No Time To Experiment, So I’m Reading About Cw

COmega (otherwise known as Cw since most people don’t have an omega key on their keyboard) is on a long list of stuff for me to look at. But instead of actually coding with it, so far I can just read Steve Maine’s blog. He’s got interesting posts on syncronization and streams, the two big features of Cw over C# (come to think of it, we use the “#” symbol as most people don’t have an actual sharp key on their keyboard). I also learned from Steve that Cw comes with basic VS integration – you get project support, syntax highlighting and some Intellisense. Now I just need a few extra hours in the day.

Service Oriented Language

I like Jeff’s suggestions for a Service Oriented Lanugage as well as RebelGeekz’ idea of how to include XML Infoset information in a language without resorting to angle brackets. I wonder what a community developed lanugauge would look like? I’ve experimented with Coco/R which really reduces the effort it takes to build a parser.

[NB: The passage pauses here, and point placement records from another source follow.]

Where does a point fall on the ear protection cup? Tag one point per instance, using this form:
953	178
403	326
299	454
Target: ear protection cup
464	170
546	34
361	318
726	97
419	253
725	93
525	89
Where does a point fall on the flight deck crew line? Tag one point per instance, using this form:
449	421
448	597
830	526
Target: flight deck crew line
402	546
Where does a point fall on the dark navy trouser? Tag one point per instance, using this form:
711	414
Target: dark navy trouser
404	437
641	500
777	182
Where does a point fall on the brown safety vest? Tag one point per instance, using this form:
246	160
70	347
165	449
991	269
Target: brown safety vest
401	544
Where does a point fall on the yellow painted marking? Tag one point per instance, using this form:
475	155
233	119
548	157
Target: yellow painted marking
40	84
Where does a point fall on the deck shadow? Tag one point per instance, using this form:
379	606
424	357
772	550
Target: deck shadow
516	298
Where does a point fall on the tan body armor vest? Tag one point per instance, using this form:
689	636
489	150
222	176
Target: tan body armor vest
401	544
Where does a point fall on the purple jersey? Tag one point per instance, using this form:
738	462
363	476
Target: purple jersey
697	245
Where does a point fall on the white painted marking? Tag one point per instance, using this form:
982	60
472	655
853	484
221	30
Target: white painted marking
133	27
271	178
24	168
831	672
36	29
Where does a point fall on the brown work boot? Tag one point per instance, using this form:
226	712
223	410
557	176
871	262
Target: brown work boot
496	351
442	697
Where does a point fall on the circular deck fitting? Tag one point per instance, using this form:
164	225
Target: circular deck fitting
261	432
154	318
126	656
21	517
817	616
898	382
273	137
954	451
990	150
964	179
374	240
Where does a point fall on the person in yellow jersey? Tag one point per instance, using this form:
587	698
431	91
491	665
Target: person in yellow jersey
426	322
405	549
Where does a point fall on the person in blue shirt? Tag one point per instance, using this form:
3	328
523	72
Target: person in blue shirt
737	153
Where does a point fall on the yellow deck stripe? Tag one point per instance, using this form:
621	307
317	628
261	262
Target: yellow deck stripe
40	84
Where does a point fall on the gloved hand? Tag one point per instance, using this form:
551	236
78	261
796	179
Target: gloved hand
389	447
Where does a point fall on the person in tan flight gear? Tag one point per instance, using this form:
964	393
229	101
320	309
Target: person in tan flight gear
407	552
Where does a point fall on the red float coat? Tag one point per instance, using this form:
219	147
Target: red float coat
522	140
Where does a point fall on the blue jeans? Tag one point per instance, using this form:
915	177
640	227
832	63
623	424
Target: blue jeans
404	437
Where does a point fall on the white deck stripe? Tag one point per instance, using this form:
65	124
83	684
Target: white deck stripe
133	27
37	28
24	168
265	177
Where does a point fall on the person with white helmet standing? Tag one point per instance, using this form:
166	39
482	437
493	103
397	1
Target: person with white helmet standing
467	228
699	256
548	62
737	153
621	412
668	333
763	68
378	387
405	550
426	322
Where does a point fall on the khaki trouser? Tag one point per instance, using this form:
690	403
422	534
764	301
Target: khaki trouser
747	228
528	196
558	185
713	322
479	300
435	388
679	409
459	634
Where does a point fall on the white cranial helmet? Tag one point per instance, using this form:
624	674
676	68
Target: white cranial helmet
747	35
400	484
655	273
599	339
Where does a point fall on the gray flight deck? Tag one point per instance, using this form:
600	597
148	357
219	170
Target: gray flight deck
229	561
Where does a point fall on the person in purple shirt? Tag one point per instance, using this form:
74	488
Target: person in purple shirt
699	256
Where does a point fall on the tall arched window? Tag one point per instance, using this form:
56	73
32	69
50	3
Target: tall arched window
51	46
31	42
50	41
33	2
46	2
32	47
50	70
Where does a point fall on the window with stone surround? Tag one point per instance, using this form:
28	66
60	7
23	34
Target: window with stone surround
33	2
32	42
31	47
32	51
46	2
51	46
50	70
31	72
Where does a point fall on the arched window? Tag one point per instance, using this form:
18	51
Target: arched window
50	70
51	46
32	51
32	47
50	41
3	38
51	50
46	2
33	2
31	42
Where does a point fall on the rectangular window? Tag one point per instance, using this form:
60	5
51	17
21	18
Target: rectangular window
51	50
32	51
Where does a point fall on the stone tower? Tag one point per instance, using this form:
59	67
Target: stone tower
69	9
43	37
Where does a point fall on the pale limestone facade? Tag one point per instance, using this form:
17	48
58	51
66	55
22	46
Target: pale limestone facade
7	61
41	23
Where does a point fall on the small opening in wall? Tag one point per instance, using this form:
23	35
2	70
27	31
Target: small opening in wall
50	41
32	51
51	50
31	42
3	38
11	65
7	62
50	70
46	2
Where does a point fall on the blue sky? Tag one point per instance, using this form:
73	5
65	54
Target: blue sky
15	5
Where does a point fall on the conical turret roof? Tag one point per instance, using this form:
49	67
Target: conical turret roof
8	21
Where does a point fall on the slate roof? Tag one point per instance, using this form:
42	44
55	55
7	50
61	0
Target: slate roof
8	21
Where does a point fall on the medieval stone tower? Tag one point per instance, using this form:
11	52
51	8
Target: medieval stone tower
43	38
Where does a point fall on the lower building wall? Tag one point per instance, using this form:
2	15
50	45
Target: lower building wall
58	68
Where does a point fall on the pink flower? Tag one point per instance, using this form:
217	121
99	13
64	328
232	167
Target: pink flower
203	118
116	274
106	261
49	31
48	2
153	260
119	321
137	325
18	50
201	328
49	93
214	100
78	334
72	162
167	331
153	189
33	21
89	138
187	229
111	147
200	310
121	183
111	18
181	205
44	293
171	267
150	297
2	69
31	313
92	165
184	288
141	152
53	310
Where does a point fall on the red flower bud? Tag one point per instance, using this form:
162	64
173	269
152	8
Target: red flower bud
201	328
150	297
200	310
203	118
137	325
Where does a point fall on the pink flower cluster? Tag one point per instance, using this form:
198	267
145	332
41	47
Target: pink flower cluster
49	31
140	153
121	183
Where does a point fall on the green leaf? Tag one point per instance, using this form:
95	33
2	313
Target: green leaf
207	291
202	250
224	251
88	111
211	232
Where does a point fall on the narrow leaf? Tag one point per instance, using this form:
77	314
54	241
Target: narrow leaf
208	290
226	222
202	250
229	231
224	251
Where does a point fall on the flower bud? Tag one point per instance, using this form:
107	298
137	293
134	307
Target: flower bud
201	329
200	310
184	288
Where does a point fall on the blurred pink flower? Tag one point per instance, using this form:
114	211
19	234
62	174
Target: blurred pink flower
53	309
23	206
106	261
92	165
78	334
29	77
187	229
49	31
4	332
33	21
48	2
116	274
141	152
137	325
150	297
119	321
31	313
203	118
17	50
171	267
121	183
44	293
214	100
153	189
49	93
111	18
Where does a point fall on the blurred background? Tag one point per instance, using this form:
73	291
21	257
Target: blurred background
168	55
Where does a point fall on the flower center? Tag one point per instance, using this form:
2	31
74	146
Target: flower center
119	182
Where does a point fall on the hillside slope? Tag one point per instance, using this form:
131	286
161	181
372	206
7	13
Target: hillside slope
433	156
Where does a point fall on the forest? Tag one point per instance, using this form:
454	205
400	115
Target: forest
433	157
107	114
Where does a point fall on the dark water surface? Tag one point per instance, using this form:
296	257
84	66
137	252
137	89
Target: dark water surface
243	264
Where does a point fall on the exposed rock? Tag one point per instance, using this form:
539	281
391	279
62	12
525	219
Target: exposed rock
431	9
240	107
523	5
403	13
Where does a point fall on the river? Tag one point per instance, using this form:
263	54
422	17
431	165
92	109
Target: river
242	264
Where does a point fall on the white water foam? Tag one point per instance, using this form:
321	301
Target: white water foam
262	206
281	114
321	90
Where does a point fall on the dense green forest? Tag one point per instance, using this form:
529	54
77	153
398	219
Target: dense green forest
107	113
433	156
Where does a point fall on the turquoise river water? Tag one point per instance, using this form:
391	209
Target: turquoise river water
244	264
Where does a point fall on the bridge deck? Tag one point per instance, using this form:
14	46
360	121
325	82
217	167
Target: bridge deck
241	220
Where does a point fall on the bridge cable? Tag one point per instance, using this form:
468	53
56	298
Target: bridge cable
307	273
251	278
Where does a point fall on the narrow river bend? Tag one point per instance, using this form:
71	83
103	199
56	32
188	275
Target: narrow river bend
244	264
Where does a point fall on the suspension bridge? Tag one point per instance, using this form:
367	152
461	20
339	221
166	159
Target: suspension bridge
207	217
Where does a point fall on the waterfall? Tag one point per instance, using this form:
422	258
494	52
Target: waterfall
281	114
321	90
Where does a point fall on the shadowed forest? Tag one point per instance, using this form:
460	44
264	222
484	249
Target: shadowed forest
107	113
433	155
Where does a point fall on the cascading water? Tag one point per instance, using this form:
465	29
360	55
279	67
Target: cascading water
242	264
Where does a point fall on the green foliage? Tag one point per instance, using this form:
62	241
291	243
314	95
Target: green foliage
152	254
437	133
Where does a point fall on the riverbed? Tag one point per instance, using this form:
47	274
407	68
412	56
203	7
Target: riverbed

Of course, the language design and code generation are the hard parts!

Source for Coco/R is available on the Rotor Community Projects page. Other cool projects include a port of Rotor to WinCE, two different AOP projects – one for C# and the other language neutral and a set of improved collections.

Objects vs. Data

Christmas was crazy (my wife’s blog has the details), so I didn’t get a chance to blog about Sean & Scott’s desire for unification of objects and data, Erik Meijer’stwopapers on the topic, or Dare’s responses to both. Programming language evolution is something I’ve keenly interested in. When I first started this blog almost a year ago, one of my early posts was about a disruptive programming language technologies presentation from MS Research. Among the areas mentioned for improvement: were database integration and XML manipulation. Sounds like the Xen language demoed @ XML 2003 is a step in that direction.

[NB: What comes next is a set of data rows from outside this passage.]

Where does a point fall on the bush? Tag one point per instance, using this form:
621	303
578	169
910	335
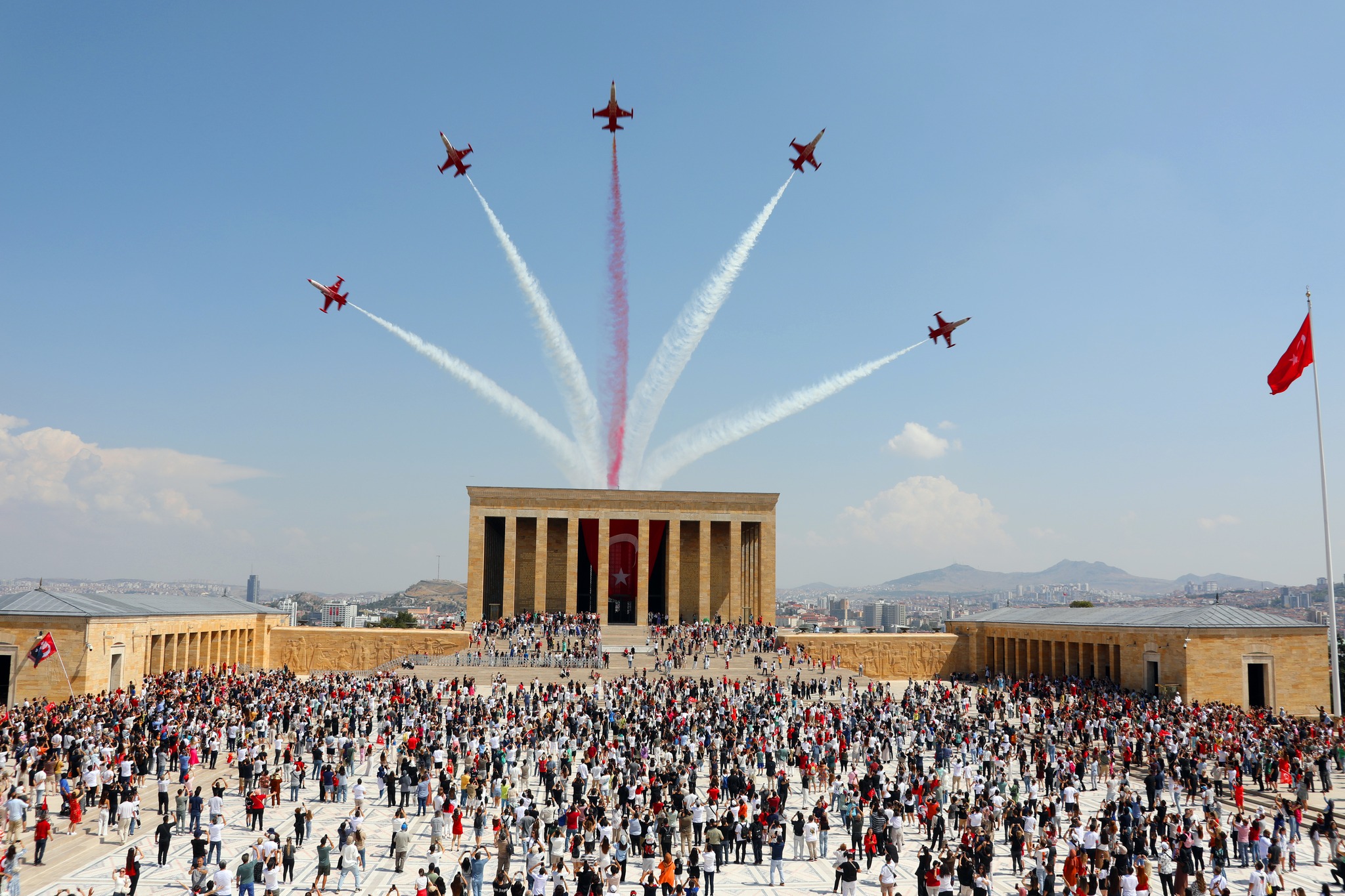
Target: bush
401	621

When you read Erik’s papers, you’ll notice that one of the goals is to natively integrate XML into the language. He writes: “In our approach XML documents or document fragments become first class citizens.” What’s interesting about that is that if you take XML to mean pure-infoset-data (as opposed to angle-bracket-serialization-format) then you can argue that Data (with a capital D) is not a first class citizen of today’s Object-Oriented languages. Given that a lot of OO code has been written to manipulate data, having a language that explicitly distinguished between the two could be valuable (assuming it made the programming easier and the programmer more productive).

Note, this is the opposite approach from tools like O/R mappers and XSD.exe which attempt to hide the differences from the programmer. We’ve seen a similar evolution in the way we think about invoking objects across the network. Tools like DCOM and .NET Remoting attempt to hide the RPC and make it appear as a local call. But as the thinking evolves, tools like Indigo is designed to make the boundaries across apps and machines explicit. Initial thoughts on data access were to make it all look like objects (i.e. O/R mapping). But as the thinking evolves, maybe we need to make the boundaries between objects and data explicit (and easy) as well.